At an Amazon location in Houston, Texas, one warehouse employee who wished to remain anonymous for fear of retaliation told Business Insider that there are at least five employees who have tested positive for the coronavirus where she works.
"This disease is killing people on a daily basis," she said. "As people are testing positive for it where I work, they still expect for us to come there."
With two kids at home full-time due to school closures, she said she can't risk bringing home the virus to her children. The single mom has been forced to take off work so she can take care of her kids - but that also means less money to support the family.
"I can't afford to risk my health - my health is more important than a paycheck," she said, noting that she is afraid she will come in contact with the virus while at work.
"But, I'm also afraid that I'm not going to have the money that I need to take care of my bills when it's all over," she said.
After the Houston location confirmed that employees had tested positive for coronavirus, the warehouse associate claimed that the company refused to shut down the facility for deep cleaning and has barely increased their normal cleaning schedules.
Although management claimed to be following CDC mandates, she said that hand sanitizer is scarce and cleaning supplies to disinfect their working areas are often in short supply.
For warehouse associates, she added that social distancing was "impossible."
"There's no way to forcefully make somebody stay six feet from one another, especially with the type of work that we do," she said, pointing to warehouse assembly lines where workers constantly come into close contact with each other.
According to Amazon, that "this is simply not true," Kish said, adding that the company "adjusted practices to ensure social distancing within our buildings, including no stand-up meetings, moving chairs and tables in breakdowns and adjusting shift start and end times."
However, Business Insider previously reported that an Amazon fulfillment center in Indiana appeared to show a lack of social distancing - the facility later confirmed that an employee tested positive for the novel virus.
By failing to take enough precautionary measures to protect their workers, she felt that Amazon was forcing its workers to choose between their health and their livelihood.
"I choose my life, but in their opinion, it's the bottom dollar."

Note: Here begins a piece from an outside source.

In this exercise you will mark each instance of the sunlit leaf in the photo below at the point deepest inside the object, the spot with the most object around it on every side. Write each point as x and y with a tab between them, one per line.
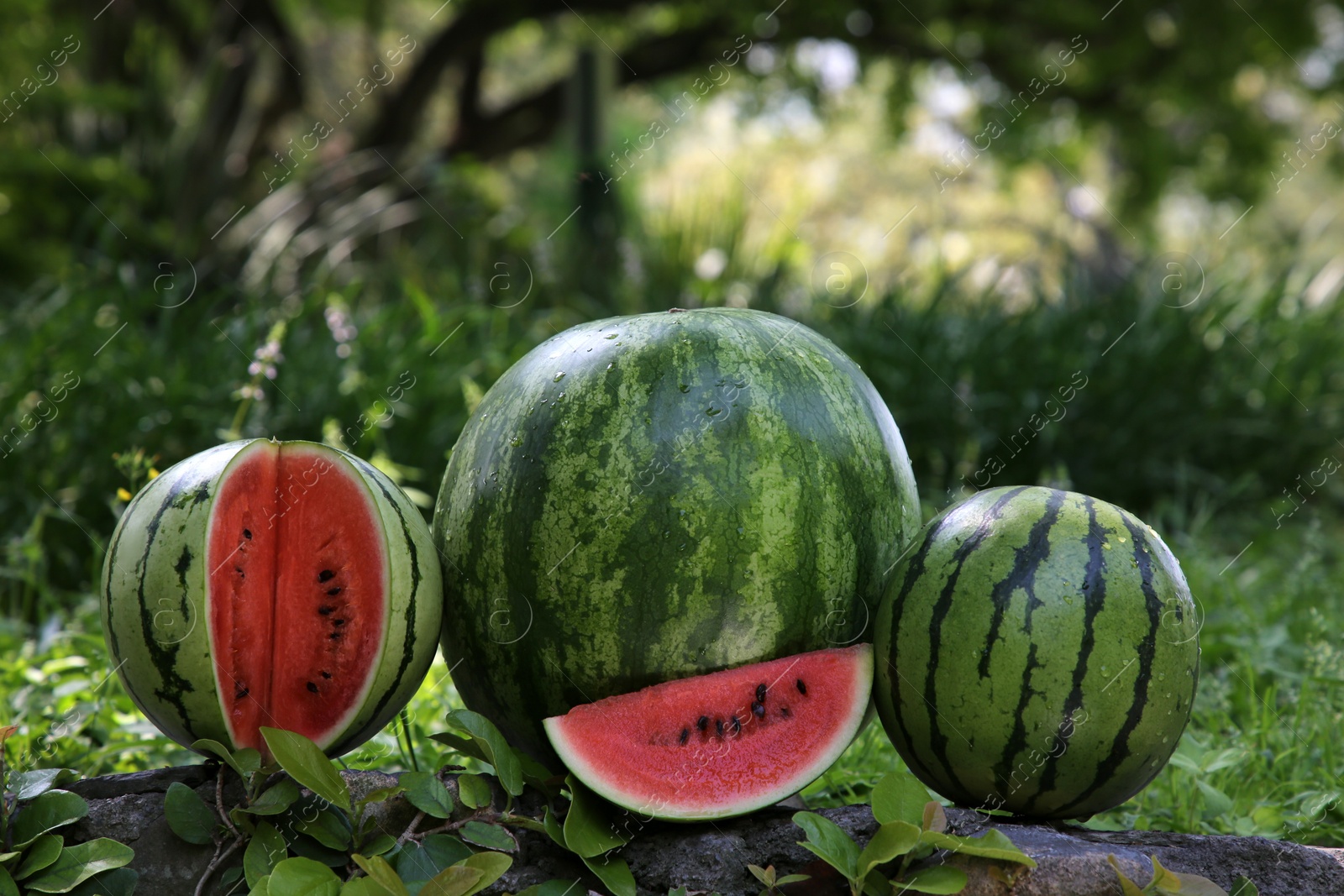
188	815
307	765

For Amazon employees who are at risk of falling seriously ill if they are infected with the coronavirus, going into work could be a matter of life and death. For an Amazon worker in Lexington, Kentucky, who is immunocompromised, the decision not to go to work she said protects her from contracting the "potentially life-threatening" disease.
"I choose my life but, basically, in their opinion, it's the bottom dollar," the employee who works in vendor returns told Business Insider, adding that there are no provisions for the elderly or those who can't prove their underlying health conditions. "I'm not receiving pay during this time and it's creating a dire situation for me."
Every three months, the Kentucky employee receives a steroid shot to control her psoriasis and psoriatic arthritis. The shot suppresses her immune system, which makes her susceptible to getting infected and falling extremely ill.